Can You Ever Forgive Me?

A lot of people talk about wanting to become a writer, but most never do. There’s no trick to becoming a writer; it just takes discipline, focus, an ability to work on one’s own, and it doesn’t hurt to have a subject one cares about. Now, to become a good (or even great) writer takes a little more. Often it requires inborn talent, but more than that, it takes a burning desire to hone one’s craft. There are a lot of deeply talented writers out there who never become great at what they do because they let any number of distractions lead them astray. Those who veer from the path often find themselves unhappy for having done so, yet unable to fully let go of their dream, and that can bring them to even stranger places. And it is in one of those strange places where we find a magnificent movie about a failed biographer’ descent into professional forgery. It is a tale of crime, punishment and a relative lack of remorse that would be disturbing if it wasn’t so darkly humorous: Can You Ever Forgive Me?

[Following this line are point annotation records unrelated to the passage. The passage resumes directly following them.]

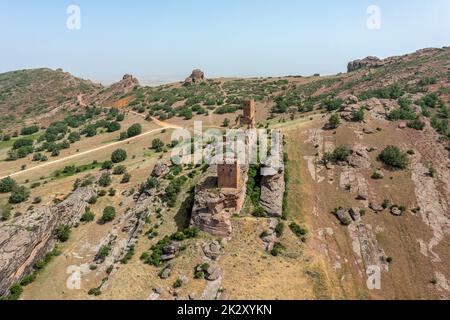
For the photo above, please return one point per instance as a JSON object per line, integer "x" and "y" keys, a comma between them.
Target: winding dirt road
{"x": 162, "y": 124}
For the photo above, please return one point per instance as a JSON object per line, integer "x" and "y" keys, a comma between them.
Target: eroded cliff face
{"x": 27, "y": 238}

The story takes place in New York City, 1991. Lee Israel is an alcoholic writer whose own professional career is falling apart. Her most recent biography was a critical and commercial flop. She can’t hold a copy editing job because she works with a glass in hand and can’t resist unloading verbal venom on her colleagues. Her agent won’t help her from the far side of yet another professional bridge Lee burned without realizing it. Desperate for money, she sells some of her literary possessions, including a few personal letters from actress Fanny Brice that Lee acquired while researching a potential Brice biography. Lee is nonplussed by how her letters are worth, but learns that if they included a little more color from their author, they would be way more valuable. Sensing an opportunity, Lee puts her writing skills to use, expertly mimicking the voices of famous authors and playwrights to create fake personal correspondence, and then, selling them for a handsome profit. Before too long, Lee has quite a criminal enterprise going, with the help of her equally lawless accomplice, Jack Hock. But the problem with being a crook is never knowing when to stop, because if you did, you would never have started in the first place. And Lee is having far too much fun to even consider the fact that sooner or later, every crook gets caught. A lot of them ask for forgiveness. Not all of them get it. And some of them, like Lee, don’t even want it.

Can You Ever Forgive Me? is based on the real-life criminal escapades of Lee Israel, whose crimes prompted a federal investigation, a six-month house arrest, five years worth of probation, a couple of destroyed personal relationships and a seismic tumult within the strange niche market of rare personal letters. The movie takes its title from a line Lee uses to finish a fake letter from Dorothy Parker. The line, which is what really gives the fake letter its value, is the perfect title for the movie, since so much of it is about false gestures, fool’s gold and all kinds of deception, starting with the self.

Lee is not a particularly sympathetic protagonist. She is simply mean, even when she is not drinking. She claims to be socially phobic and may very well be, but her outright misanthropy is so near the surface that one has to wonder what really is the root cause of her lonely, unhappy, unfulfilled life. There are scenes where we see that Lee has the capacity for genuine compassion, and a need for lasting companionship, but we never get past the opening stages of those things before Lee finds a way to blow it all up. This is at the heart of her more pressing troubles, but her disdain for the rules of others makes her shifty slide from biographer to forger an easy one—especially once she realizes that she’s really good at faking out naive collectors whose enthusiasm for what she is forging is something Lee cannot understand.

There’s a great relationship story here between Lee and her partner in crime, the flamboyant, gay con man and drug addict Jack Hock. Watching Lee and Hock lock antlers when they aren’t toxically co-dependent is fun, but eventually, that blows up, too, in a way that anybody can see coming except for Lee and Jack. Everybody knows there is no honor among thieves, but perhaps more importantly, there is no dependency among thieves, and sometimes, you have to depend on your partner to look after your cat while you’re away. A crippling lack of trust is at the core of Lee’s problems, for not only does she rarely give it to others, she dares not give others any reason to place it in her. The same wellspring of self-sabotage that makes it to easy for her to justify ripping off total strangers with an act of serial dishonesty is the same that allows her to consider—if only for an instant—the possibility of a romantic relationship with one of her victims. When you’re that far around the bend, the fall is only a matter of when, not if.

The moment of truth comes at Lee’s legal reckoning, when she delivers a speech about whether or not she is actually sorry for the crimes she has committed. Her conclusion is the first honest thing she says all movie, and we sense that perhaps Lee Israel has finally discovered that when it comes to writing, truth is a far greater superpower than dishonesty. After all, just ask the guy who’s got the expensive Dorothy Parker letter in the window…and another one sent to him in the mail to chide him for being both dishonest and a sucker. The pen is indeed mightier than the sword…especially if you don’t bother to question what it writes.